Hot Artichoke Dip

 This is one of Norah's all time favorites. Warm and cheesy with a hint of lemon. Guaranteed to wow at your next get together 


Ingredients:

1 can (14 oz) artichoke hearts - drained

1 cup mayo

8 oz cream cheese, very well softened

2 cups shredded mozzarella

4 cloves garlic, pressed**

1 tsp lemon zest

1/4 tsp kosher salt

1/8 tsp pepper 

1/2 cup shredded parmesan, divided

Crackers or French bread for serving 


Directions:

Preheat oven to 350 degrees

Chop artichoke hearts into small, diced pieces

In a mixing bowl, combine artichokes, mayo, cream cheese, mozzarella, garlic, lemon zest, S&P, and 1/4 cup parmesan cheese

Once everything is well blended, spread in an 8 inch baking dish.
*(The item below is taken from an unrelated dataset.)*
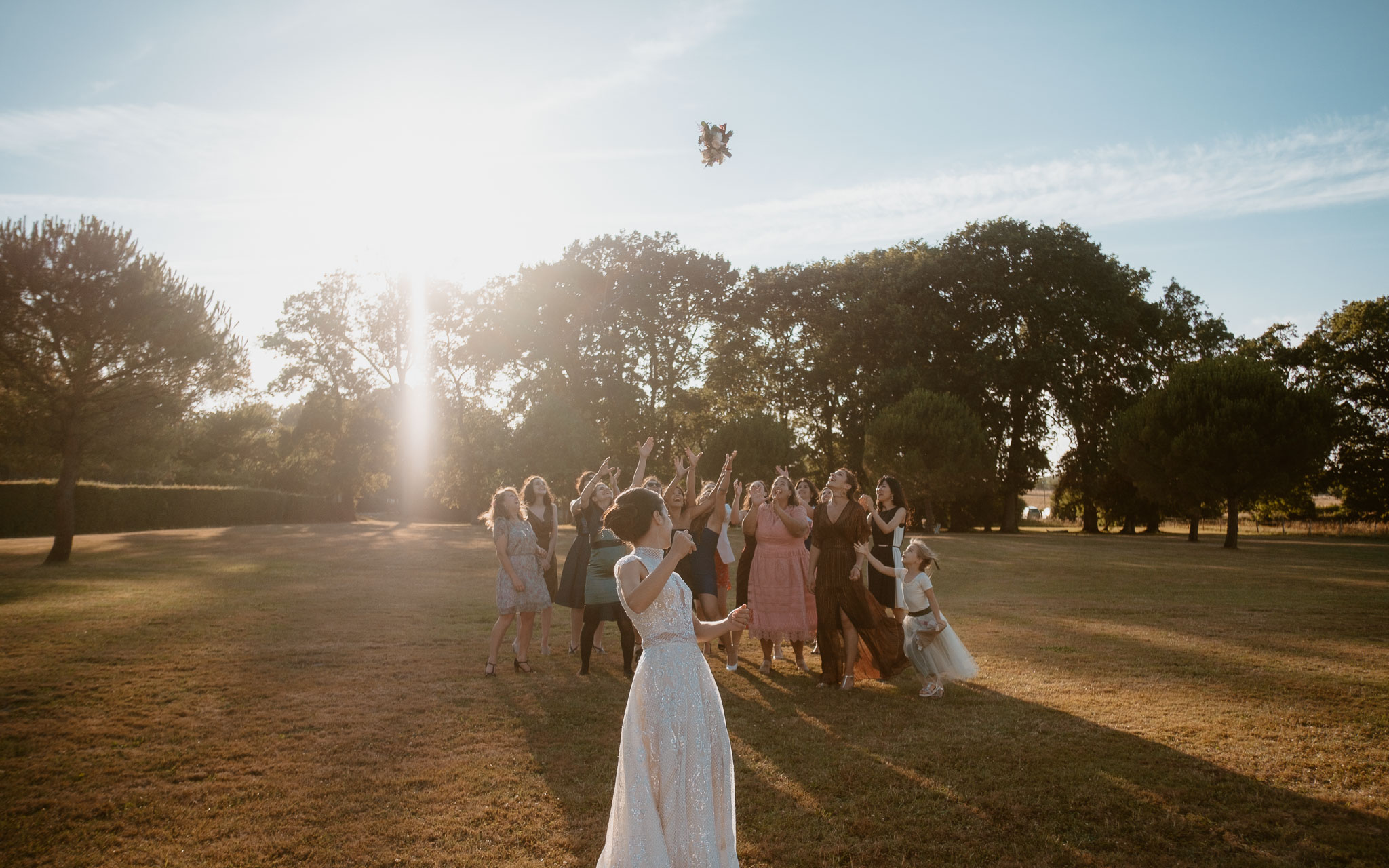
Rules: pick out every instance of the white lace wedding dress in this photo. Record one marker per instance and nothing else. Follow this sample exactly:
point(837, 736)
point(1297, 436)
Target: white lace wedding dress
point(673, 802)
Sprinkle remaining 1/4 cup parmesan cheese over top of dip.

Bake for 25-30 minutes, until bubbly and browned. Enjoy!


**recently I like using the frozen garlic cubes from trader joes. They defrost quickly and save you from peeling and mincing.

Note - You can divide the recipe into two pans and freeze one. If you do that, the dip will be thinner so will not need to be cooked as long.